NEW YORK (TheStreet) -- Executive compensation and shareholder returns don't always move in the same direction, and sometimes it's the CEOs who get the short end of the stick.
A study in The Wall Street Journal published Wednesday ranks CEO pay among 300 leading companies against shareholder returns in 2014. Researchers found that CEO pay remained high last year even though more companies had negative shareholder returns.
The study also identifies the 10 CEOs whose compensation was cut the most in 2014. Surprisingly, six of the executives on the list delivered positive returns to investors in 2014.
In 2013, Seagate Technology (STX) CEO brought in $19.8 million in total compensation. In 2014, he received just $2.6 million, an 86.8% cut. However Seagate, a provider of electronic data storage products, returned 31.6% to investors. It also repurchased $1.9 billion of its shares.
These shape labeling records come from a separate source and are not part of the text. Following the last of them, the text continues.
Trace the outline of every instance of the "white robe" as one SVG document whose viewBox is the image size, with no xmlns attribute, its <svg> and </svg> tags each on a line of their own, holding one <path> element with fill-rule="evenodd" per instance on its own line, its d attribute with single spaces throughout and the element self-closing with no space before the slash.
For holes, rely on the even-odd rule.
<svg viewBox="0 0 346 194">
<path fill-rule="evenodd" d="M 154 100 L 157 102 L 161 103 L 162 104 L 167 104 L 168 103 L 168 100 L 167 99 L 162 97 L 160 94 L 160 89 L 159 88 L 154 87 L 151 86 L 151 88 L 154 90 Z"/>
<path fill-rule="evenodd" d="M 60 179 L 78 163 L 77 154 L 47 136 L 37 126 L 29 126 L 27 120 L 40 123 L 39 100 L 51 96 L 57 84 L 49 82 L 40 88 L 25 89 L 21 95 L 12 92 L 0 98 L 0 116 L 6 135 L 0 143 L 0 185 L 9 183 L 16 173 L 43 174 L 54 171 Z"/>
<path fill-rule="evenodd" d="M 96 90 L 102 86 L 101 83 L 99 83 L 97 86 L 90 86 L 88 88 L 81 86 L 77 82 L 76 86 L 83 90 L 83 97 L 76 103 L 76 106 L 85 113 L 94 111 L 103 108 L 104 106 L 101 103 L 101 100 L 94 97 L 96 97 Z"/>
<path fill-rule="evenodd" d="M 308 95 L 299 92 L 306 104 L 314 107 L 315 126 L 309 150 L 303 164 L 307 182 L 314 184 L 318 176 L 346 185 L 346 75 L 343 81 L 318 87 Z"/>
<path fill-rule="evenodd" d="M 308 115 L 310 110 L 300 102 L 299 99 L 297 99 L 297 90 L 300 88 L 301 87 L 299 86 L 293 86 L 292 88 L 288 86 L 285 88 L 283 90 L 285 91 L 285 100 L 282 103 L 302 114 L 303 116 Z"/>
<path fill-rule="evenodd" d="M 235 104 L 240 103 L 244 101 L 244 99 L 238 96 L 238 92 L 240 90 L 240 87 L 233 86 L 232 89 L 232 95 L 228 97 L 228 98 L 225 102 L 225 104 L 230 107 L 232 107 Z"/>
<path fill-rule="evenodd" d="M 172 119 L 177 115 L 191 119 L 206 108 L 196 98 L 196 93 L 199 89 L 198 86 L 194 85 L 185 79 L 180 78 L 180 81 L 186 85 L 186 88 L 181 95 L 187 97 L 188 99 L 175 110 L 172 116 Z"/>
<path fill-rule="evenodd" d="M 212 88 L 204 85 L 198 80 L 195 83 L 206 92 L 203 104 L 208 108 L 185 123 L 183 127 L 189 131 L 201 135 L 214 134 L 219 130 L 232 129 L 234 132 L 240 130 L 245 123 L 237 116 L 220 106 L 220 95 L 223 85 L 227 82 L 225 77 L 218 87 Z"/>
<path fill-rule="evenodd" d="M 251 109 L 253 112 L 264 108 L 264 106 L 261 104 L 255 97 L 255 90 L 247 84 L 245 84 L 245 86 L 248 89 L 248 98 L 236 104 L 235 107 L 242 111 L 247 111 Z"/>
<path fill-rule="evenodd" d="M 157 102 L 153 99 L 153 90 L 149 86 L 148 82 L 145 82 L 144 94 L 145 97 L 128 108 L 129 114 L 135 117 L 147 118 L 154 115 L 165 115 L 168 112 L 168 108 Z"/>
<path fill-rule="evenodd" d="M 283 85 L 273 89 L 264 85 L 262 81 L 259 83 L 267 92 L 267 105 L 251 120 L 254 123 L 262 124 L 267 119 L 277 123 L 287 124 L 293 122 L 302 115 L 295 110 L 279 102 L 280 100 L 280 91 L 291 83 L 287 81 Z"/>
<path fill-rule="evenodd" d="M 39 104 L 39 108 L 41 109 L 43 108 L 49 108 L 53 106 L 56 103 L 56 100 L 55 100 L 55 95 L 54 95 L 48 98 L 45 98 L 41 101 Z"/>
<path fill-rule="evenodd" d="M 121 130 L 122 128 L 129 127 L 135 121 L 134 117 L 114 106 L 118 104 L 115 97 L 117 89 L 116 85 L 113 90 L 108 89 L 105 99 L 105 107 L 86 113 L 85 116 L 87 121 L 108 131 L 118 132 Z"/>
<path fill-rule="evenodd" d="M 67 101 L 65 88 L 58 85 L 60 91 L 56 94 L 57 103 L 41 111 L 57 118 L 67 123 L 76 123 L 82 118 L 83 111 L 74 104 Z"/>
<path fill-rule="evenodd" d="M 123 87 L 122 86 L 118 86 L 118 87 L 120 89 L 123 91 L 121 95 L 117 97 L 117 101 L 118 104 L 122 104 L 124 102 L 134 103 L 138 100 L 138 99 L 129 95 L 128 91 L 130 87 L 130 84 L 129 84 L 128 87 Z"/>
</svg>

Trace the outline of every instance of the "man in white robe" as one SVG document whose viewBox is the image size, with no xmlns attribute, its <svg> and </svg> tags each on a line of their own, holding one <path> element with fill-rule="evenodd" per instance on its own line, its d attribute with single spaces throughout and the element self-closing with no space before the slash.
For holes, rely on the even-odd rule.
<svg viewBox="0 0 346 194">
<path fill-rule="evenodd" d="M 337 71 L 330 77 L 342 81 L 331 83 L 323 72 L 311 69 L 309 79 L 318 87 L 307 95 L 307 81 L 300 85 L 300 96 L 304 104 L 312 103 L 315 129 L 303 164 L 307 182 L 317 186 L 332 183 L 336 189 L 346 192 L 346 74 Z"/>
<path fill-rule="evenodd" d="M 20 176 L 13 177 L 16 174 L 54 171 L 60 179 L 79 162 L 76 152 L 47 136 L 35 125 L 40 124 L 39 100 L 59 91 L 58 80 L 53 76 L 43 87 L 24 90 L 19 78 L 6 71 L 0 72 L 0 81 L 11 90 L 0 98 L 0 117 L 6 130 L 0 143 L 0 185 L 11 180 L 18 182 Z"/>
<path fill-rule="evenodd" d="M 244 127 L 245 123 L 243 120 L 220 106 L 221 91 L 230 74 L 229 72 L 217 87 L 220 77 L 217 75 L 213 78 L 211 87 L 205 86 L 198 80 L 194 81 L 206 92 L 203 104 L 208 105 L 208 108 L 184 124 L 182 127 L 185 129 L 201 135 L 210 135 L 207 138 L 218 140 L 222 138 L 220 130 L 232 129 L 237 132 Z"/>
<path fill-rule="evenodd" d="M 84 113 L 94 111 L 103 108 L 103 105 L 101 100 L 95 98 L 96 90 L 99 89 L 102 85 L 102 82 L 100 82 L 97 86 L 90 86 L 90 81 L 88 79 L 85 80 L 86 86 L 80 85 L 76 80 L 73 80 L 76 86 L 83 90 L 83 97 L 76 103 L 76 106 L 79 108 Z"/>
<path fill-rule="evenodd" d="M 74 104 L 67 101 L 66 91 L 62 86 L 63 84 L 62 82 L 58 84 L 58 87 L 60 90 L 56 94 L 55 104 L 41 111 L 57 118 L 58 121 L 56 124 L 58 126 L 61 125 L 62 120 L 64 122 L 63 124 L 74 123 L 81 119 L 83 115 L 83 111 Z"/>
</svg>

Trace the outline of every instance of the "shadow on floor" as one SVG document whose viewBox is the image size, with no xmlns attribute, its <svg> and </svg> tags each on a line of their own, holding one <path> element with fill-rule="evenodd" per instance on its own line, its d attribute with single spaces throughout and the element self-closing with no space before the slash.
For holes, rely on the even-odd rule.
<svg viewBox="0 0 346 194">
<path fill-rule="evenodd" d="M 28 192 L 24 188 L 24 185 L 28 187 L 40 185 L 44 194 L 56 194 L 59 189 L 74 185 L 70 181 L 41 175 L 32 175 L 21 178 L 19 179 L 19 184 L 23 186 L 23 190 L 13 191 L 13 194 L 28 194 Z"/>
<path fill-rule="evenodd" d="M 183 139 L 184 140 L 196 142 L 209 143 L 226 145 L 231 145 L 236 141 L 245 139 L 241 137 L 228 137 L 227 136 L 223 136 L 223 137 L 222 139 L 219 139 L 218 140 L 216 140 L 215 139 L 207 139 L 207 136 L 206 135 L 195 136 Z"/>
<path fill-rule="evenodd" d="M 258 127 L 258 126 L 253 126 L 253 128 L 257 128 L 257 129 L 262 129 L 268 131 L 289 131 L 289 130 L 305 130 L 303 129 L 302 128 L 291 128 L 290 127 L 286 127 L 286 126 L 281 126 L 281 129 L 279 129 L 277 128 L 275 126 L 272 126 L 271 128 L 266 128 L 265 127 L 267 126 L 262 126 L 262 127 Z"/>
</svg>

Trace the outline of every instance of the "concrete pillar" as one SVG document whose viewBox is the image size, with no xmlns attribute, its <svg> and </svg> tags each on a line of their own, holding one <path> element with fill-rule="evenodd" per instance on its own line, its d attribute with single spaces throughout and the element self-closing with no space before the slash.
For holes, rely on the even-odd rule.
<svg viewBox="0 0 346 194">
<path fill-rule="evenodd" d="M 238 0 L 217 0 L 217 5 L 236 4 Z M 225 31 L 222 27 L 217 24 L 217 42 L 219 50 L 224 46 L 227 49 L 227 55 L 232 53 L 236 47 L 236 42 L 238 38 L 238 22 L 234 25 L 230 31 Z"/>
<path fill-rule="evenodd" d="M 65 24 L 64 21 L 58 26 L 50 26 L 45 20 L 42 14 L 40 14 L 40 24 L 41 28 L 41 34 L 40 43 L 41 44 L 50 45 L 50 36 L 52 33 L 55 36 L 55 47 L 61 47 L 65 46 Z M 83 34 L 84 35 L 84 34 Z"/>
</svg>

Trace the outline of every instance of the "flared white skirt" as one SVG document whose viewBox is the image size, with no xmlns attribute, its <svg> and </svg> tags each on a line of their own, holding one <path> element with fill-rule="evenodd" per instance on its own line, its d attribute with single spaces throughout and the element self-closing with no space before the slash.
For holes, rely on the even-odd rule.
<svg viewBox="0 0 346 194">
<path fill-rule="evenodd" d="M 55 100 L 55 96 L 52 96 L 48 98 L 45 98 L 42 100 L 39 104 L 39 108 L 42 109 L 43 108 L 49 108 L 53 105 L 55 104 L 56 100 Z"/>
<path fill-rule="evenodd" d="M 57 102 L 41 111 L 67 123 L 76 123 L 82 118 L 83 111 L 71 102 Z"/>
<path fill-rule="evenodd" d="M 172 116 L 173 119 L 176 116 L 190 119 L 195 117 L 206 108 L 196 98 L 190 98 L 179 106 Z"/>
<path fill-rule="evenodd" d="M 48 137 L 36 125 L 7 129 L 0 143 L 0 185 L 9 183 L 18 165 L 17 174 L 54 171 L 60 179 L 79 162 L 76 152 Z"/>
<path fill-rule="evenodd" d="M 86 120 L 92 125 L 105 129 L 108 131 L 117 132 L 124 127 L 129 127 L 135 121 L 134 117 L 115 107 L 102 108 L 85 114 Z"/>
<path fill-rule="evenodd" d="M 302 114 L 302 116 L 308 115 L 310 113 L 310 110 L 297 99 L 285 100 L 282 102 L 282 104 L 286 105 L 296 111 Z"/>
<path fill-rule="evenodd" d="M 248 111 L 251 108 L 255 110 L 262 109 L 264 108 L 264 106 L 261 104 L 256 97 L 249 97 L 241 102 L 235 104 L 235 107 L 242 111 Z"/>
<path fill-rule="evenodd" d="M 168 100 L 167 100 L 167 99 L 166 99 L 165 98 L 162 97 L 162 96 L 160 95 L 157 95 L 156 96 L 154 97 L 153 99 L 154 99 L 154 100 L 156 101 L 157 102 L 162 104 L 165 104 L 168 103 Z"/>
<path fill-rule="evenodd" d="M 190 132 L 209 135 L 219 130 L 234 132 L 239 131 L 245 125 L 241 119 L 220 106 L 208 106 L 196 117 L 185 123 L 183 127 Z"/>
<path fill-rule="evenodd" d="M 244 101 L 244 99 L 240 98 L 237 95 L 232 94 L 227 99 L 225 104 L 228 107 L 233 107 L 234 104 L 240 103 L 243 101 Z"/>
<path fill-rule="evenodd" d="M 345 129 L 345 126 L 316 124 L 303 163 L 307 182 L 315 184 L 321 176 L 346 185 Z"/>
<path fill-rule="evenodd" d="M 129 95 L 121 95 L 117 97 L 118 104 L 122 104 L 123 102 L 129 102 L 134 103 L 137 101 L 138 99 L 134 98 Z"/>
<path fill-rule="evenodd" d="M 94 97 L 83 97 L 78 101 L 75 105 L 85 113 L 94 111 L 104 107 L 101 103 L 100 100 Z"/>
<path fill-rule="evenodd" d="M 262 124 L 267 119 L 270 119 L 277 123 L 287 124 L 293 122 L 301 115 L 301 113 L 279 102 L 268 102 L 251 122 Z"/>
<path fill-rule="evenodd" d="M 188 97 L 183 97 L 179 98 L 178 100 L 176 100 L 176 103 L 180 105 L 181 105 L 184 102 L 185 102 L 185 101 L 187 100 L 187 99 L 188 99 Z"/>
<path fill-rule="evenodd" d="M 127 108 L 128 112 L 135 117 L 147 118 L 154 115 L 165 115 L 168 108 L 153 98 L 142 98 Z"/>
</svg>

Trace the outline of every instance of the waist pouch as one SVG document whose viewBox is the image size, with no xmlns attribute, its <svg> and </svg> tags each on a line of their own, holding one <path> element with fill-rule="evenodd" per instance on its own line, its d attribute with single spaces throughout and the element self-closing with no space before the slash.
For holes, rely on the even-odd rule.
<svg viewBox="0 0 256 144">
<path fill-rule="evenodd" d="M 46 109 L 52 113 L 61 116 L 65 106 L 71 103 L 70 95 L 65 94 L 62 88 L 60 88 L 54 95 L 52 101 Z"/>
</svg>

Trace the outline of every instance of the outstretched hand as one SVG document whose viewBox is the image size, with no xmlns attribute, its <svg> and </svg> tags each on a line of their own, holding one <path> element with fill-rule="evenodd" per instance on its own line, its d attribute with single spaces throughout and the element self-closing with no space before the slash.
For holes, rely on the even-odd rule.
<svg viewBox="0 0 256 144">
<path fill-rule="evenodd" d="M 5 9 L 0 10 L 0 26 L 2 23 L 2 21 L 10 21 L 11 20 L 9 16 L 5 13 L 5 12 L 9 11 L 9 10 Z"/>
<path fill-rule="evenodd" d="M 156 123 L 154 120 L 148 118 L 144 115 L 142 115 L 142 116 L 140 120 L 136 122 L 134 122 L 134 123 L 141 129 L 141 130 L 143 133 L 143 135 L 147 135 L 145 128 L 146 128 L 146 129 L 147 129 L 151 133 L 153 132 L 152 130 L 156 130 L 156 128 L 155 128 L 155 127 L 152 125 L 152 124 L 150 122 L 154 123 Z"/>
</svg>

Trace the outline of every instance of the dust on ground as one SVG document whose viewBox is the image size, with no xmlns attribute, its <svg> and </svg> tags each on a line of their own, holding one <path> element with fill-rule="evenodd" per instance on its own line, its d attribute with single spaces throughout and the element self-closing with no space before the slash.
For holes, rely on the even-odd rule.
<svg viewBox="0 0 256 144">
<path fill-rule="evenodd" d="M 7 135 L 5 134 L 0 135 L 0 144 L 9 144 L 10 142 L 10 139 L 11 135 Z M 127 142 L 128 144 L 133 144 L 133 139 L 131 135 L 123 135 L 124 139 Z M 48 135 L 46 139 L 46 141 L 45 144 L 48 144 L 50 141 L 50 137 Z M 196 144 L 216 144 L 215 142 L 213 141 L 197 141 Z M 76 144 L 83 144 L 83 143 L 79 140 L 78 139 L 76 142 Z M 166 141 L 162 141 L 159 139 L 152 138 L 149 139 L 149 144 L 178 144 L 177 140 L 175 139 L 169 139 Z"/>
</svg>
Luczo, who has been CEO of Seagate Technology since 2009, received no stock or option awards in 2014, while in 2013 he received $12.9 million and $3.7 million in stocks and options, respectively. His nonequity compensation fell to $1.5 million from $2.2 million the year prior as well, though his salary increased slightly.
Seagate's proxy statement provides insight into what happened in 2014. The CEO received no long-term incentive awards last year, because his 2013 award was intended to serve as the equity incentive award for a period of two fiscal years.
Seagate representatives declined to comment.